Hwang submitted a paper to the journal Science which was later found to be hugely fraudulent. Of course, it passed peer review. It could NOT have been duplicated simply because the results were totally fabricated. In this case, DUPLICATION, NOT peer review, would have uncovered the hoax. One of the many disadvantages to the modern obsessive attention on PEER REVIEW (and csbrown seems to have that obsession . . . more on his denial of that in a second) is the emphasis it places on that peer review TO THE EXCLUSION OF CONFIRMATION BY REPEATED EXPERIMENTS. Often, a paper will be perceived as not needing duplication if it “passes” the PEER REVIEW threshold.
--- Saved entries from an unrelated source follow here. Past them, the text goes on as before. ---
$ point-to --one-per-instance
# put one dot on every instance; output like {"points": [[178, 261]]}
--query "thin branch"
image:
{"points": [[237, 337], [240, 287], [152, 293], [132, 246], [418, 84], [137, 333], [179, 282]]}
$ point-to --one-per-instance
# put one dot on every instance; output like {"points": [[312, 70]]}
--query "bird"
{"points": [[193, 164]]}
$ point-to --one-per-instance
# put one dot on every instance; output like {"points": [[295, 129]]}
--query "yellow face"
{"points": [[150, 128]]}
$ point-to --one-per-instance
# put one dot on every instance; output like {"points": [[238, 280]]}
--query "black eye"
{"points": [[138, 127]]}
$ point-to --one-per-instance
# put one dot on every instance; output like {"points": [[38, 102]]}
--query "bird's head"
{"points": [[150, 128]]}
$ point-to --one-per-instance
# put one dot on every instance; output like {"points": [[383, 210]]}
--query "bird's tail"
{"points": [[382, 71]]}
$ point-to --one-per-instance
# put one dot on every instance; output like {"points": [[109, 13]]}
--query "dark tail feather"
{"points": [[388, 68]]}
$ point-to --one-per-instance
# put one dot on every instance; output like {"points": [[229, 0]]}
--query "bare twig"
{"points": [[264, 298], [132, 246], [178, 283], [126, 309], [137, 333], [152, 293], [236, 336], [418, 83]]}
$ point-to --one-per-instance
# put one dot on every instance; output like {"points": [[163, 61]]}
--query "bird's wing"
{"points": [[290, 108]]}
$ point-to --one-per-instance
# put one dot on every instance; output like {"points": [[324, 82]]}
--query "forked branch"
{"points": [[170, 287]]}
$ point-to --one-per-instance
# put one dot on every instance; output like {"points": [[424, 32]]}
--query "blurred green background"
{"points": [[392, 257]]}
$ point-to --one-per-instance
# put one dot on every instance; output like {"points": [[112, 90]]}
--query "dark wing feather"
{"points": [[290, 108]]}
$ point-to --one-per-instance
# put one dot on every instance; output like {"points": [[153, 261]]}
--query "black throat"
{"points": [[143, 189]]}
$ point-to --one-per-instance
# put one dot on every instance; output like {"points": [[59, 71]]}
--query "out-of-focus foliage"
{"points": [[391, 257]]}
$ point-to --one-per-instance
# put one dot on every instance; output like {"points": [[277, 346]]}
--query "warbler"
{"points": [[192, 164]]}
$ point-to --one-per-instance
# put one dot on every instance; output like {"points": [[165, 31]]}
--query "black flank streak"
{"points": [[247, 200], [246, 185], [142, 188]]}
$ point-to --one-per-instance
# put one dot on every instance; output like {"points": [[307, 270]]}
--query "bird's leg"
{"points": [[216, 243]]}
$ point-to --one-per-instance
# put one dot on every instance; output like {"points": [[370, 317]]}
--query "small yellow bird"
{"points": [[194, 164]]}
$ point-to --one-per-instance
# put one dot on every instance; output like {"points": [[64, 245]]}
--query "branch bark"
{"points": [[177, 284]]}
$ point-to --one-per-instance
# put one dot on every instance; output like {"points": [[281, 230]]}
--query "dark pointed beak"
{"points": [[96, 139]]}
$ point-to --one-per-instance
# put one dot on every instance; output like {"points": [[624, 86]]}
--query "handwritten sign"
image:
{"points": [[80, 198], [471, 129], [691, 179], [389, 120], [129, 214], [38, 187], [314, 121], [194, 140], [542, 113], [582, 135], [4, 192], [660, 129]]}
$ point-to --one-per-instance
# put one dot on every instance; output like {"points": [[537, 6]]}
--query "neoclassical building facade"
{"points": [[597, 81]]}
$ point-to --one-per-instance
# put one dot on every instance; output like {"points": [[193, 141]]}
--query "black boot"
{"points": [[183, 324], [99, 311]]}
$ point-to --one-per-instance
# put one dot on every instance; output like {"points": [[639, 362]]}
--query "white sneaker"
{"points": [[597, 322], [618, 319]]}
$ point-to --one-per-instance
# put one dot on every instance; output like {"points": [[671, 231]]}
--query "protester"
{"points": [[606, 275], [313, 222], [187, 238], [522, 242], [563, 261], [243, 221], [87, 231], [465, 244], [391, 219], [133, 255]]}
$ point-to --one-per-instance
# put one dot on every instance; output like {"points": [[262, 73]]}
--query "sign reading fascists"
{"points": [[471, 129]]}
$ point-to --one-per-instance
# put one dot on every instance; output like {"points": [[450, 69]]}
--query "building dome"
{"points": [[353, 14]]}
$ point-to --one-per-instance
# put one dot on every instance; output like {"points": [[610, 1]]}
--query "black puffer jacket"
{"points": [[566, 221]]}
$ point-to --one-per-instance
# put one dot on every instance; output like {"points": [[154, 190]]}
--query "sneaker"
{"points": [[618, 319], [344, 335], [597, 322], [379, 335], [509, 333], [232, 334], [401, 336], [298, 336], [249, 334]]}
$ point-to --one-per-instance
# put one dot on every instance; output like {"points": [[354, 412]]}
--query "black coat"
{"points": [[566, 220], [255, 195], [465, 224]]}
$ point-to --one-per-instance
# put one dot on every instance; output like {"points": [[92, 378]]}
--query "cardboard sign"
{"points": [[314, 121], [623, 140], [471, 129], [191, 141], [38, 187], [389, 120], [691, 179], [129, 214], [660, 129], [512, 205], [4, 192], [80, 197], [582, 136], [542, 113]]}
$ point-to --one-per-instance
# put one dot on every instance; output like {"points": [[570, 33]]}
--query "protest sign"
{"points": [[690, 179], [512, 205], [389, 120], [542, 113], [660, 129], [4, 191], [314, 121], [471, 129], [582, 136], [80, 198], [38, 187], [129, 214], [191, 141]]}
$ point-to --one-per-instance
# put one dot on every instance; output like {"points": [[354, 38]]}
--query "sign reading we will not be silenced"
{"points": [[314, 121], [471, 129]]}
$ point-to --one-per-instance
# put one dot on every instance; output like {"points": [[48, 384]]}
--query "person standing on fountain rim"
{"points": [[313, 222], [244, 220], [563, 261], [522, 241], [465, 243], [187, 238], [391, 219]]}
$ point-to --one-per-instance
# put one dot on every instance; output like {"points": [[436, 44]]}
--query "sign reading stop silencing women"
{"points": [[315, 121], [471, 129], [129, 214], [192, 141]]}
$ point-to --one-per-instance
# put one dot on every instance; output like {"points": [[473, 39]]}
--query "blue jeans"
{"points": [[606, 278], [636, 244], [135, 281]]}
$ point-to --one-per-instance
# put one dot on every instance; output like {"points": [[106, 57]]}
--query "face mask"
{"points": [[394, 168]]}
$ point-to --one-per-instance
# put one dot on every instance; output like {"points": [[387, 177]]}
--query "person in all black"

Finally, on this notion of peer review, most journals maintain peer reviewers in anonymity, and the identity of a peer reviewer is a closely guarded secret, generally held ONLY by the journal chief editor (who is the one who decides what gets published, NOT the scientific community). Peer reviewer identities are not normally published (there are exceptions). Consequently, one CANNOT normally see who a peer reviewer was, whether or not he/she is a competitor, and perhaps more importantly, WHERE he/she draws financial support from. The only thing you DO see is that the article got published, which means it passed peer review.
The anonymity of peer reviewers contributes to the “Oz-behind-the-curtain” effect: Reviewers that work anonymously have a greater opportunity to act arbitrarily. The REVIEWEE has no comparable curtain to stand behind. Basically, the REVIEWER can take potshots at the REVIEWEE with NO accountability.
So much for hanging your hat on peer review.
Now let’s get ready for the “I never said peer review was weighted heavily in my evaluations . . . or that it was perfect . . .” dance.
No, it’s just the FIRST thing you look at:
I give “peer review” little, if any, weight. It is definitely not the “first” thing I look at.
@csbrown28 gives it more weight than it warrants:
Wait a minute . . . wait a minute . . .
You mean you’re hanging your hat on the education system we all know is heavily leftist, especially at institutions of higher “learning”?
Lemme’ get this straight.
When Trump makes a mistake, it’s a lie . . . but when your AGW guys make a mistake, it’s “genuine”?
Oh, before I forget, I was hoping Sunsettommy would show up. His rebuttals of the AGW . . . people . . . are good reading. The guy knows his stuff, and can run circles around the AGW . . . people.